A Soldier's Tintype Photos Of Afghanistan Show The Timelessness Of War

Illustration for article titled A Soldier's Tintype Photos Of Afghanistan Show The Timelessness Of War

When Ed Drew, a photographer and an airman, learned that he was being deployed to Afghanistan last spring, he decided to create something enduring, in case he didn't return. That inspiration led him to produce the first tintype photos taken in a combat zone since the Civil War.


Inexpensive and durable, tintypes (which were actually made from thin sheets of iron) cost only 25 cents and could be made in about a minute. Thousands of soldiers fighting for the Union and Confederacy posed for itinerant photographers in makeshift tent studios.

In a short documentary produced by PBS, Drew—who served as a gunner on combat search-and-rescue helicopters—describes why he revived this 19th century art form:

I like tintypes because it's not just something simple … you have to set it up and you have to be really physical with it, you can't just click. You're basically making a photo on a piece of metal. You're exposing it, developing it and fixing it all right then and there.

The whole idea to do tintypes came from the fact that I was going to Afghanistan and I wanted to record the people who I worked with in the most humanistic way possible.

I really wanted to focus on this brotherhood I belong to, these combat rescue individuals.

You can see more tintypes at Ed Drew's website.

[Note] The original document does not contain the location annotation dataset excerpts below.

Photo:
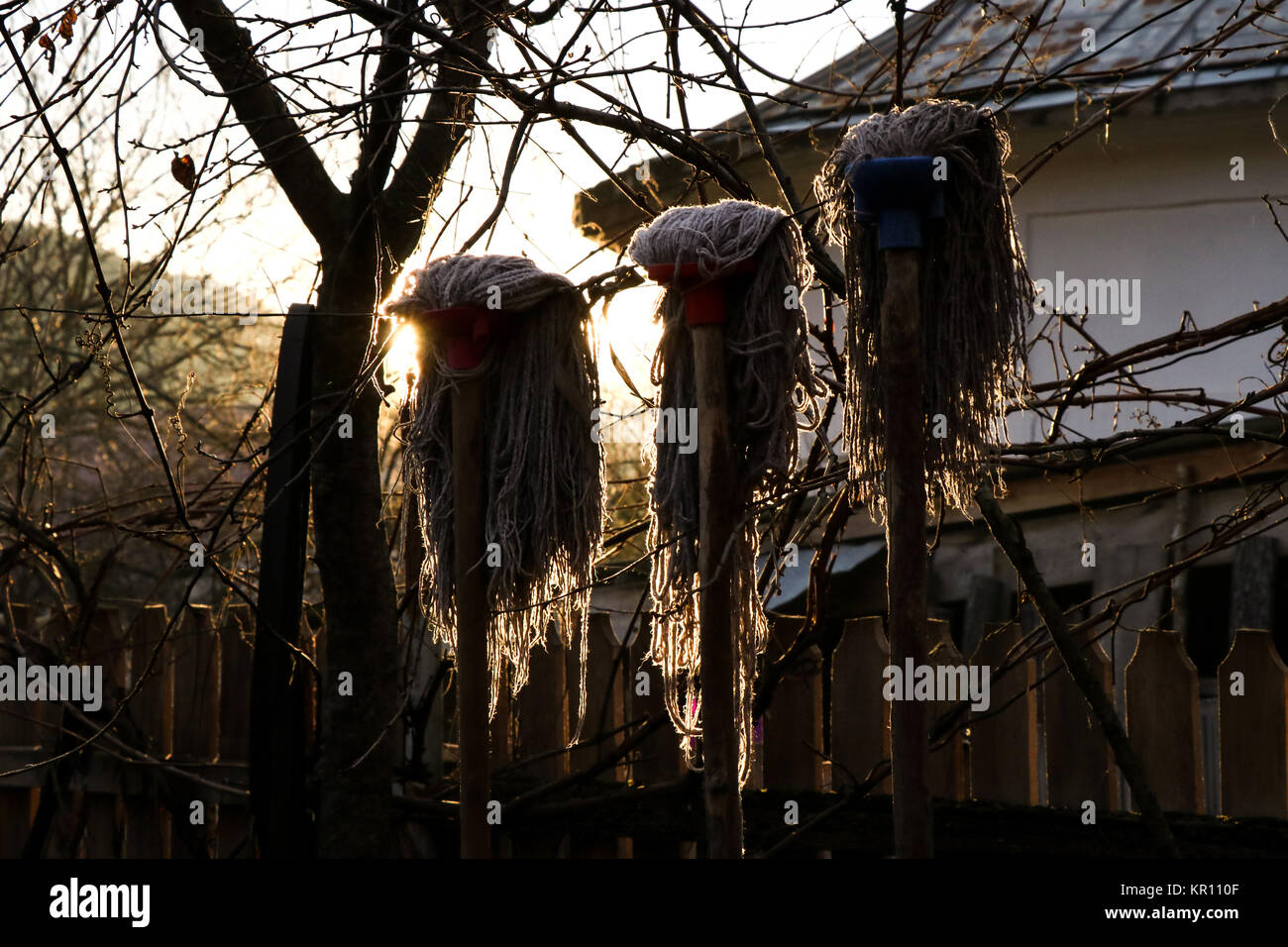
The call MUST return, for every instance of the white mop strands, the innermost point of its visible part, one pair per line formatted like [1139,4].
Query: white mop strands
[542,471]
[768,375]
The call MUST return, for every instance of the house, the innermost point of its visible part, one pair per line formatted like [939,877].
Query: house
[1162,218]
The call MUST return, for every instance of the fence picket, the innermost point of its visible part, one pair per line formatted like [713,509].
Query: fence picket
[1004,748]
[1163,719]
[1253,728]
[861,715]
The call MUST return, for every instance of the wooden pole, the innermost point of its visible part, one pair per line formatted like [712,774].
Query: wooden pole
[715,560]
[906,545]
[472,612]
[278,729]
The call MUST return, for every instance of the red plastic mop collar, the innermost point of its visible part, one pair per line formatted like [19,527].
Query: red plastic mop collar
[703,295]
[468,330]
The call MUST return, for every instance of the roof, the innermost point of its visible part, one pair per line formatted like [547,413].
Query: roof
[961,53]
[965,53]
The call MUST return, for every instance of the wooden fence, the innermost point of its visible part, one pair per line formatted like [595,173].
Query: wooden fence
[183,738]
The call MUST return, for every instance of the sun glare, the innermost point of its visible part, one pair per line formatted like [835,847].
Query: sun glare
[630,330]
[402,357]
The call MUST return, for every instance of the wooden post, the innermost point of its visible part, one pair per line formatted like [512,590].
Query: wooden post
[147,826]
[945,768]
[906,545]
[1004,753]
[794,722]
[715,561]
[472,612]
[861,715]
[277,732]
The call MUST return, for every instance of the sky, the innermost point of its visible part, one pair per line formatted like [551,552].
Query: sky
[537,218]
[259,247]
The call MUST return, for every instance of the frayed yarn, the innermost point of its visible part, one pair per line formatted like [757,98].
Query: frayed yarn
[975,298]
[769,381]
[544,472]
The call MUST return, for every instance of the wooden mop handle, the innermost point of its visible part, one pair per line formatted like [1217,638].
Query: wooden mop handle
[704,313]
[898,195]
[472,613]
[906,545]
[467,333]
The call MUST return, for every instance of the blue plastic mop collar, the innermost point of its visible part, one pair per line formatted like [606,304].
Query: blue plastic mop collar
[897,193]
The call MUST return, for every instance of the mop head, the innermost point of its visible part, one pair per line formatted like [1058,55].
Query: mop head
[769,373]
[544,474]
[975,295]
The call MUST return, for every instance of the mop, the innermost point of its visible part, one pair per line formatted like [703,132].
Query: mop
[938,292]
[509,476]
[733,352]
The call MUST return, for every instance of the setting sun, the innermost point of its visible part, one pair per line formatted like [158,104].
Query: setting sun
[402,357]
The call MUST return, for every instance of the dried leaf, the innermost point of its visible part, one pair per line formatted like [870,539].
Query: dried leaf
[626,377]
[64,25]
[184,171]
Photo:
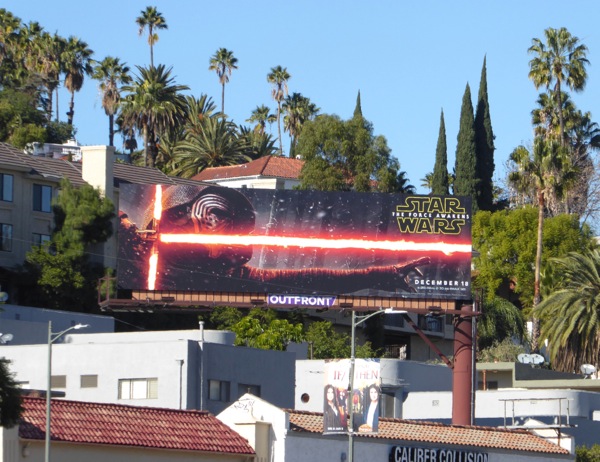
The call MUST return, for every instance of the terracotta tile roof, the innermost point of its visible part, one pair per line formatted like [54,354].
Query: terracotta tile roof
[429,432]
[59,168]
[118,425]
[269,166]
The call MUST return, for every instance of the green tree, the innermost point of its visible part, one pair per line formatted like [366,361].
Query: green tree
[261,116]
[484,146]
[298,110]
[216,145]
[10,397]
[562,59]
[506,245]
[570,316]
[465,170]
[77,63]
[278,77]
[358,107]
[262,329]
[548,171]
[111,74]
[152,19]
[61,270]
[326,343]
[439,180]
[152,105]
[345,155]
[500,320]
[223,62]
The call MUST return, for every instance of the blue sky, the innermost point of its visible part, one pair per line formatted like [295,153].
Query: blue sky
[409,60]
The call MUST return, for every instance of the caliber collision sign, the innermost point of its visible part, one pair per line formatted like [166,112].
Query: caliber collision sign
[294,243]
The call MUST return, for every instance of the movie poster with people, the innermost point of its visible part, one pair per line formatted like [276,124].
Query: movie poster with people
[365,396]
[212,238]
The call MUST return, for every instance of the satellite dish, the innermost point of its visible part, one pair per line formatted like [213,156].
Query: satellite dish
[537,359]
[588,369]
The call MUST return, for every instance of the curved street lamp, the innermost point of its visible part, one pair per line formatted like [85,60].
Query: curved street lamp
[53,337]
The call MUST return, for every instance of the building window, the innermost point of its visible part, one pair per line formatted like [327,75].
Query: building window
[40,239]
[42,198]
[218,390]
[5,237]
[138,388]
[89,381]
[6,187]
[58,381]
[252,389]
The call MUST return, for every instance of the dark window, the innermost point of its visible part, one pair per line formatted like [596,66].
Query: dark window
[218,390]
[39,239]
[6,187]
[89,381]
[5,237]
[42,198]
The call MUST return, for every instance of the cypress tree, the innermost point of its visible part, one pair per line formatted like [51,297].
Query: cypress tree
[358,108]
[465,182]
[439,183]
[484,146]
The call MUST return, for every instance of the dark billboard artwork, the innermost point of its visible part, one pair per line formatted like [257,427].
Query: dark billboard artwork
[217,239]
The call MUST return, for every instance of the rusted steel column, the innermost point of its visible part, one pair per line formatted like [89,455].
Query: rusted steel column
[462,375]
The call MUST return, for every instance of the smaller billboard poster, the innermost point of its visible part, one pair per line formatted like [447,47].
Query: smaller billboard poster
[365,396]
[335,396]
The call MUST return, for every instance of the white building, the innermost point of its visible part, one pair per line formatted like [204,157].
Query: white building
[284,435]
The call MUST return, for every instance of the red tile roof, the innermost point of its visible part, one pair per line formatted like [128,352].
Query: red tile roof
[269,166]
[118,425]
[428,432]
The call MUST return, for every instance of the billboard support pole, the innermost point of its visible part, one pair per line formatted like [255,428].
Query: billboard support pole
[462,374]
[356,321]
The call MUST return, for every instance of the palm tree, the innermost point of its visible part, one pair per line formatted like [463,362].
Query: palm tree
[298,110]
[570,316]
[153,104]
[77,63]
[562,59]
[217,145]
[257,144]
[153,20]
[278,77]
[261,116]
[111,73]
[223,62]
[548,171]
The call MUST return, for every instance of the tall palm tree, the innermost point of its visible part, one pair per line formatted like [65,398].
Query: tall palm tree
[278,77]
[77,63]
[548,171]
[560,60]
[298,110]
[112,74]
[152,19]
[223,62]
[152,104]
[217,145]
[570,316]
[261,116]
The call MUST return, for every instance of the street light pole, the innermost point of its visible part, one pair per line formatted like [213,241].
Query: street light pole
[356,321]
[53,337]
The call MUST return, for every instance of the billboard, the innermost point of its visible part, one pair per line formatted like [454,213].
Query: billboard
[365,396]
[293,245]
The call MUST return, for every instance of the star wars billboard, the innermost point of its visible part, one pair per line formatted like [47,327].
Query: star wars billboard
[304,245]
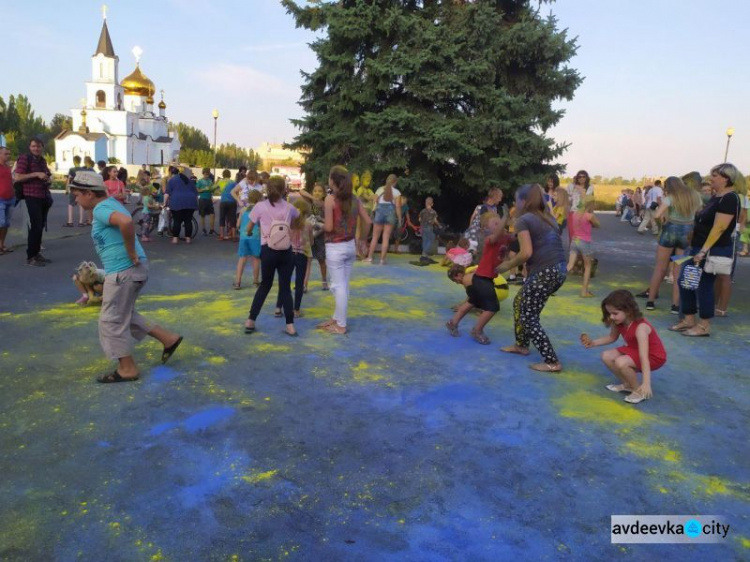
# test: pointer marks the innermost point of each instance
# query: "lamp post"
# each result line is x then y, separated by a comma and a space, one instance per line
215, 113
730, 132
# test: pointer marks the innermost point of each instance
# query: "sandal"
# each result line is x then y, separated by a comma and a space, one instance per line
635, 398
618, 388
546, 367
335, 329
681, 326
168, 351
697, 331
480, 337
114, 376
515, 349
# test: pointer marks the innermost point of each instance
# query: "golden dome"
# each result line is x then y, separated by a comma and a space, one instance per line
138, 84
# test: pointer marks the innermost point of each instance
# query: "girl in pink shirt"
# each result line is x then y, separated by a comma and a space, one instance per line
580, 223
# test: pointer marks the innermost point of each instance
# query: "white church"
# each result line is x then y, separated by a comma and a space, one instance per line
117, 119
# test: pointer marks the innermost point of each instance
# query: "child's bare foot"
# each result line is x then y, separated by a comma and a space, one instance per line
516, 349
452, 328
618, 388
546, 367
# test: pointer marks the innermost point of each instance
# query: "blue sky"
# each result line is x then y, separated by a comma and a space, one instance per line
663, 78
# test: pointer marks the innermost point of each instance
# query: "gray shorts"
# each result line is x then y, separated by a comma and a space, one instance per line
119, 323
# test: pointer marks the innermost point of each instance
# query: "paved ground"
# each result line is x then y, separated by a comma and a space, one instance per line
396, 442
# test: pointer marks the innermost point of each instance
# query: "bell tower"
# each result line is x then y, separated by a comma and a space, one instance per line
103, 91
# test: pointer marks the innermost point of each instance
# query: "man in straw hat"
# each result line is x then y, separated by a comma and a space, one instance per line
126, 272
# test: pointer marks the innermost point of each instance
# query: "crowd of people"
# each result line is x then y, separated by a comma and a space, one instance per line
282, 232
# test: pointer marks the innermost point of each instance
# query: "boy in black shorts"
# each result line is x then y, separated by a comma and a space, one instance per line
479, 284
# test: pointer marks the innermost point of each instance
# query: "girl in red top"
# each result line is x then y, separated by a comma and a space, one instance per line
341, 211
643, 351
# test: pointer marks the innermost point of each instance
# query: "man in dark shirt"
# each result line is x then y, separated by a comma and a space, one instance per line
33, 173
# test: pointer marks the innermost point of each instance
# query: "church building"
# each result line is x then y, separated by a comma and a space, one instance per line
118, 118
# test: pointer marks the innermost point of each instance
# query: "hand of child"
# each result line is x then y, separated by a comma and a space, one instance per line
645, 390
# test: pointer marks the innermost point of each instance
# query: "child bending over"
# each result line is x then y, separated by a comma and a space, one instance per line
643, 350
89, 280
479, 285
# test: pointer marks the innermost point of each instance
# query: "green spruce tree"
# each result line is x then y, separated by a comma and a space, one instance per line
454, 96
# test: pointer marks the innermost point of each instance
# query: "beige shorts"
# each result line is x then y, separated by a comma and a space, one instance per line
119, 323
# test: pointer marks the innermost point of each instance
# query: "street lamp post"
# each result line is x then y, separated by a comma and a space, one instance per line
215, 113
730, 132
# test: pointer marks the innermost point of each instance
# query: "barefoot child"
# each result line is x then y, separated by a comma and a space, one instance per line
301, 235
643, 350
479, 285
249, 243
580, 223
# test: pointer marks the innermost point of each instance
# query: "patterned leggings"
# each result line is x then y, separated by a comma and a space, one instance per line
528, 305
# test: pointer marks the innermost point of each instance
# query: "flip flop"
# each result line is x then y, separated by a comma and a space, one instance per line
544, 368
114, 376
480, 337
635, 398
168, 351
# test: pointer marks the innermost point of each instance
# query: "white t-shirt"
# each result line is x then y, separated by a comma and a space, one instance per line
379, 194
653, 195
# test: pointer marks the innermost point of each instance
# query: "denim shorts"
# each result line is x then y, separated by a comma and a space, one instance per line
6, 211
675, 236
581, 246
385, 213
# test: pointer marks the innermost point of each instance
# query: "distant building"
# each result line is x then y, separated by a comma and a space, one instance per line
276, 154
118, 118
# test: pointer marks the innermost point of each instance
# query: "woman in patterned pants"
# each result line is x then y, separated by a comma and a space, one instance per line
542, 252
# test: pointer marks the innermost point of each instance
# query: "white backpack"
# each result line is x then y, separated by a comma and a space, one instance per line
279, 235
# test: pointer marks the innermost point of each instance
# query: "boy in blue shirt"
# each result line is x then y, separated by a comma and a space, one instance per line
126, 272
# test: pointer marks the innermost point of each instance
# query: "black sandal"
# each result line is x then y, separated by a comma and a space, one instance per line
168, 351
114, 376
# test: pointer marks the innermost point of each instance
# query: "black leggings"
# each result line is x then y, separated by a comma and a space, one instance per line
270, 262
300, 269
38, 209
528, 305
182, 217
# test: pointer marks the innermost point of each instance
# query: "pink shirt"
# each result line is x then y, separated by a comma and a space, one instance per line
579, 225
115, 188
265, 213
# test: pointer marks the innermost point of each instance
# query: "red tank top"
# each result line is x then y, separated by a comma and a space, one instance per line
656, 352
344, 227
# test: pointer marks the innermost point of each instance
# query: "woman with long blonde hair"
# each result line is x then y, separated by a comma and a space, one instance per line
542, 251
678, 209
387, 214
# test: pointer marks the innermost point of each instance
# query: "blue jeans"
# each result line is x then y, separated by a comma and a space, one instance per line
428, 240
703, 298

Although I applaud his determination, I am really surprised that the military will allow him to take all the stuff needed to do this. Besides the large camera, he needs a tent, or a room on the base for the darkroom, and lots of chemicals. Also, the chemistry to do traditional tintypes is not real safe. The collodion to coat the emulsion is flammable. And in the developing process, there is a cyanide bath followed by an acid bath.